Creating People Advantage - Raising the HR Profile
Another day, another piece of research. The Boston Consulting Group (BCG) launched a new report at the World HR Congress in London earlier this month: Creating People Advantage: How to Address HR Challenges Worldwide Through 2015. The core theme is:
"Companies are complex social systems that require clarity of purpose, guidance, and direction. Companies that fine-tune these systems by creating what we call people advantage—the ability to gain competitive advantage
through people strategies—will race ahead of their competitors."
They identify four elements of the new talent workforce paradigm, none are particularly inspirational or new, but together they sum up the talent challenge neatly:
The report correctly identifies that HR's relatively lowly profile in organisations next to the likes of finance departments is its difficulty in quantifying its achievements. As the old adage goes "what gets measured, gets done" - if you cannot measure it then people are less likely to take it seriously. Money is easily measured - people success is not. The BCG authors set out a framework for heightening the HR profile and input into organisations core strategy:
- high value-added businesses are predominantly "knowledge businesses" these days - and that means people are not just the core asset but THE asset. As "people businesses" grow they are competing for a limited pool of talent.
- demographics of developed economies, where knowledge businesses tend to be located, are such that people are having fewer children and those children are coming to the workforce later in life than before - this means that the potential employee pool is smaller than ever before. What is more, when the baby-boomers retire over the next 10 years there is not an equal bulge in the population to replace them.
- globalisation offers opportunities - but integrating different cultures and talents into the workforce is complex
- career paths are much more chaotic than 30 years ago - people expect to not only change jobs several times through their careers but also to have flexible working hours, sabbaticals and a renewed focus on their work-life balance.
"Senior executives need to make sure that HR and people strategy is the cornerstone of their corporate strategy.

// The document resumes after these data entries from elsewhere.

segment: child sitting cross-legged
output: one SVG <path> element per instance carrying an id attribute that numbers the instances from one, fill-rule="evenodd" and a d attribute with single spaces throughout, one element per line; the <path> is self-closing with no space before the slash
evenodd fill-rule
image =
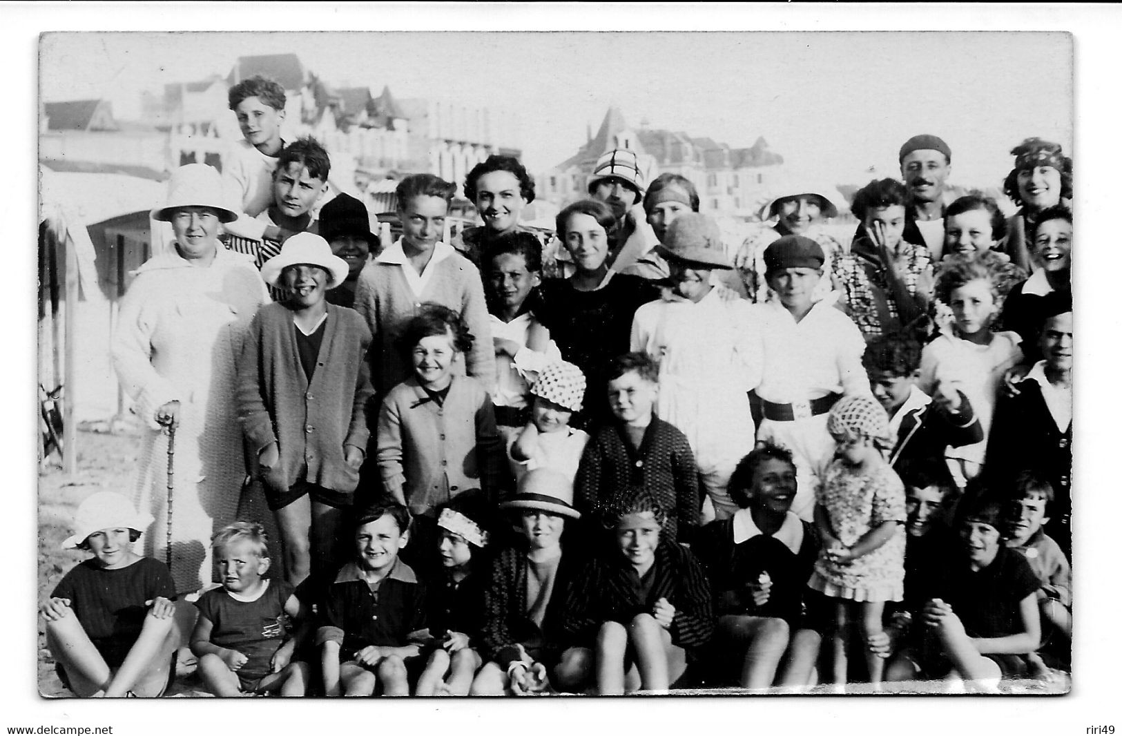
<path id="1" fill-rule="evenodd" d="M 460 494 L 436 516 L 442 571 L 429 585 L 427 662 L 419 696 L 466 696 L 482 664 L 476 647 L 491 543 L 489 504 L 478 490 Z"/>
<path id="2" fill-rule="evenodd" d="M 261 576 L 269 569 L 265 527 L 236 522 L 211 542 L 222 587 L 208 590 L 195 602 L 199 618 L 191 633 L 191 651 L 206 690 L 220 698 L 279 692 L 302 697 L 311 668 L 293 654 L 306 634 L 301 625 L 291 635 L 289 623 L 306 622 L 294 588 Z"/>
<path id="3" fill-rule="evenodd" d="M 410 694 L 410 672 L 422 665 L 414 643 L 425 624 L 425 590 L 397 558 L 410 541 L 410 512 L 378 504 L 355 515 L 353 559 L 320 602 L 315 643 L 328 697 Z"/>
<path id="4" fill-rule="evenodd" d="M 63 549 L 92 556 L 66 573 L 39 613 L 55 671 L 80 698 L 156 698 L 175 675 L 172 573 L 132 551 L 151 522 L 108 490 L 74 514 Z"/>
<path id="5" fill-rule="evenodd" d="M 586 564 L 562 627 L 595 651 L 600 694 L 664 692 L 712 635 L 709 581 L 686 546 L 660 539 L 665 513 L 643 489 L 619 494 L 604 522 L 615 550 Z"/>
<path id="6" fill-rule="evenodd" d="M 807 611 L 815 604 L 807 580 L 818 531 L 791 510 L 797 485 L 791 452 L 761 442 L 729 478 L 729 496 L 741 510 L 701 527 L 690 548 L 714 589 L 710 661 L 719 659 L 714 663 L 721 680 L 735 669 L 744 688 L 809 684 L 821 645 L 820 626 Z"/>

One of the most effective ways to integrate HR and strategy is through the creation of a strategic work force plan. To formulate and execute such a plan, executives should take two major steps. First, they should understand how their company’s overall strategy drives the demand for people....Second, companies should also understand the four “bridges” that connect strategy and HR: sourcing strategy, performance strategy, development strategy, and affi liation strategy....Companies need to be able to measure each of these four linkages so that top executives understand the quantitative dimensions of people issues in the same way that they grasp the fi nancial impact of their strategic decision"
This seems like a useful theory on which to develop an HR strategy - and crucially integrate it into the mindsets and existing behaviour of senior management. The problem is in identifying what metrics the HR department can usefully present. The authors' suggestion of "employee attrition, recruiting success and value-added per person" will be difficult to excite the CEO with, I imagine. The first two are more gauges of the HR department's success rather than the company's performance - and the latter is going to be hard to substantiate. The qualitative measures are no more compelling either "scores from employee surveys, assessing leadership and employee engagement".
At root, however, the principle is good - the hard work is coming up with stats that are compelling. This will take some clear-headed blue-sky thinking but I am convinced it can be done.